By your defenition, the US currently has about 30,000 murderers in Iraq fighting against several thousand (estimates vary) other murderers. Since justification is irrelevant, what side of a war one is on is also irrelevant and anybody who ever put on a soldiers uniform and fought in a war is therefore a murderer (or at the very least a conspiritor to commit murder). Since this assertion is patently ridiculous, this is why justification (or lack thereof) is a critical part of determining whether a homicide is a murder or not.
Similarly by your defenition, intentionally shooting and killing somebody who is brandishing a knife and charging you is murder. Thankfully, most of the civilized world recognizes self defense and defense of others as justifiable homocide, and not murder.

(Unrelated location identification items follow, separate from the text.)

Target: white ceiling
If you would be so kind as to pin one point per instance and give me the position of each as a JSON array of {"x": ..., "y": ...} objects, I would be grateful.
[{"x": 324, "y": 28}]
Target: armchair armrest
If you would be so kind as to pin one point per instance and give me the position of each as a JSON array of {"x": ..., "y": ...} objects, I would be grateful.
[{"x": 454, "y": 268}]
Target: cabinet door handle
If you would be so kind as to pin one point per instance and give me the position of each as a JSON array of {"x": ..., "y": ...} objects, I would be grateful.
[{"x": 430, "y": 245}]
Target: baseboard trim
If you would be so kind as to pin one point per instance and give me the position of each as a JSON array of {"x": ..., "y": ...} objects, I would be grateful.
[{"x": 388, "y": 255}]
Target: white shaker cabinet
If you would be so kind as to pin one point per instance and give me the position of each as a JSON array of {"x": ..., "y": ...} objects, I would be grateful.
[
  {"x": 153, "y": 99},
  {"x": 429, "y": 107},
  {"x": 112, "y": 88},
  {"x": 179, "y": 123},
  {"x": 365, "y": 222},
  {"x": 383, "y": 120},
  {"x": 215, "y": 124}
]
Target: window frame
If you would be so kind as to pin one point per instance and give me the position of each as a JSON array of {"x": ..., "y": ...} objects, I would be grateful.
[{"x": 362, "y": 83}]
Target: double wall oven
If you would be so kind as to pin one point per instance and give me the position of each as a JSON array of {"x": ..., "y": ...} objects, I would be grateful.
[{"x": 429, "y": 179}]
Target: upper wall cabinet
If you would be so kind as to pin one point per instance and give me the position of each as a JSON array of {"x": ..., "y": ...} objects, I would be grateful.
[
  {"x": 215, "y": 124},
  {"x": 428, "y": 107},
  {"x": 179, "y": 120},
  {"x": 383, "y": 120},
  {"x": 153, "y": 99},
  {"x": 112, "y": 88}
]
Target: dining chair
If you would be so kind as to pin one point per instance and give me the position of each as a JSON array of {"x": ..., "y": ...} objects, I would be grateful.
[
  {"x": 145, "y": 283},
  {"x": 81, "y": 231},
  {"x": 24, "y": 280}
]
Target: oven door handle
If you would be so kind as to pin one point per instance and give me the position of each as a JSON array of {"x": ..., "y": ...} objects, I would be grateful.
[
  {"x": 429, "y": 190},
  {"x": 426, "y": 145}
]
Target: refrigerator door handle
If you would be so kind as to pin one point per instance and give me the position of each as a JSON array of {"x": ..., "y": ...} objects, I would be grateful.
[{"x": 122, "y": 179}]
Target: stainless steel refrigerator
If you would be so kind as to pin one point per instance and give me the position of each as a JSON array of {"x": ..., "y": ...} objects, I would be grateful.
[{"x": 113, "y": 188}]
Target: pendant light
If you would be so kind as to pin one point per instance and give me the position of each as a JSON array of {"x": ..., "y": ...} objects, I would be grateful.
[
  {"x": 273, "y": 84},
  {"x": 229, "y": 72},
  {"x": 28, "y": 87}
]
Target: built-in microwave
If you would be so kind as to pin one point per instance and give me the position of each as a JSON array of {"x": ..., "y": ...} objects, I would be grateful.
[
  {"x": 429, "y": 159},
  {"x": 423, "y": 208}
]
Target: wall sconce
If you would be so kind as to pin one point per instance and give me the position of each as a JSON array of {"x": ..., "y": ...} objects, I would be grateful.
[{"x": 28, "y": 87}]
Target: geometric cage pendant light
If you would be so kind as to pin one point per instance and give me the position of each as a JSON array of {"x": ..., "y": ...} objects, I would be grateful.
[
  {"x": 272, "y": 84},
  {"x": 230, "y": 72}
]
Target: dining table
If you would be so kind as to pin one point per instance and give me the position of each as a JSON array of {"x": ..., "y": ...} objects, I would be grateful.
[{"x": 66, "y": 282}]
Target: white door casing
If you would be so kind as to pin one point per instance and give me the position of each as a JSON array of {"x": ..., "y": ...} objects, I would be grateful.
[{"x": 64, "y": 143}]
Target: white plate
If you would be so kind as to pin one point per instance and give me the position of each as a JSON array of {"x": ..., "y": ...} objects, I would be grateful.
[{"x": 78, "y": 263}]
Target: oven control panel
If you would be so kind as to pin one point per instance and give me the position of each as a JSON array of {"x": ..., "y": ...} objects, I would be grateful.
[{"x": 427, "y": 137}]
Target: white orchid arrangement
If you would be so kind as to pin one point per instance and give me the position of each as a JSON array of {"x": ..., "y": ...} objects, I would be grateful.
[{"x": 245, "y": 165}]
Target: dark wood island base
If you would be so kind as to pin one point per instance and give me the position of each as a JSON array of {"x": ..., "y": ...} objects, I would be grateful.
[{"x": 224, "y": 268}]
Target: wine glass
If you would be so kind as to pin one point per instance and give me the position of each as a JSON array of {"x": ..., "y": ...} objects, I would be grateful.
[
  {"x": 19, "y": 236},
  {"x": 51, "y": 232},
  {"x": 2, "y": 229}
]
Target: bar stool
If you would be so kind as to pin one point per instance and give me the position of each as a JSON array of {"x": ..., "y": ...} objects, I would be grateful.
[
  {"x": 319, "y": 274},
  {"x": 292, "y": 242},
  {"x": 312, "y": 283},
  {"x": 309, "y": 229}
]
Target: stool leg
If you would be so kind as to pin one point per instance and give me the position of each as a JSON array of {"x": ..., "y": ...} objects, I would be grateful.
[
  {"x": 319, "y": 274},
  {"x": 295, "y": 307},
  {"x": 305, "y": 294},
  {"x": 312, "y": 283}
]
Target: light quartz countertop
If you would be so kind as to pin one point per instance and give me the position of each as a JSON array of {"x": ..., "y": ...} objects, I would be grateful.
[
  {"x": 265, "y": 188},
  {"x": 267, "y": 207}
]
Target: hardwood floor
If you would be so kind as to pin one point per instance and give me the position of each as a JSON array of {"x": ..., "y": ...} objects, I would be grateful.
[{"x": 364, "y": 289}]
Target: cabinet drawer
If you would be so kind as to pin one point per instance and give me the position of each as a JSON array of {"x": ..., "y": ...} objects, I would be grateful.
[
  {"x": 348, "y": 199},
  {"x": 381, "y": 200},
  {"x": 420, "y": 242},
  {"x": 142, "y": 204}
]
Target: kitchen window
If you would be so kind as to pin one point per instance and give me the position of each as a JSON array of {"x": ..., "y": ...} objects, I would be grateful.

Regarding the OP, I think it is murder. Legal or not, that depends on the country and the court.
Fortunately, that's only your opinion. The rest of us deal in provable fact.
Thank you for clearing up your extreme views. We will know in the future that on this subject you are extremely biased towards the uber-pacifist ideology and address you accordingly. We will also keep in mind your apparent bias towards the US.
In my oppinion the low crime rate (in which firearms are used) in Finland, or the low rate of police being shot at, or wounded/killed by shooting has a lot to do with the overall attitude towards using firearms, which is quite negative.
The widely cited Small Arms Survey 2007 by Graduate Institute of International Studies in Geneva Switzerland claims there are some 3 million firearms in Finland, or 56 per 100 civilians.
-Source
Finland and Switzerland are two of the countries us gun lovers point to as proof that guns themselves AREN'T as relative to gun crime as some would like to suggest.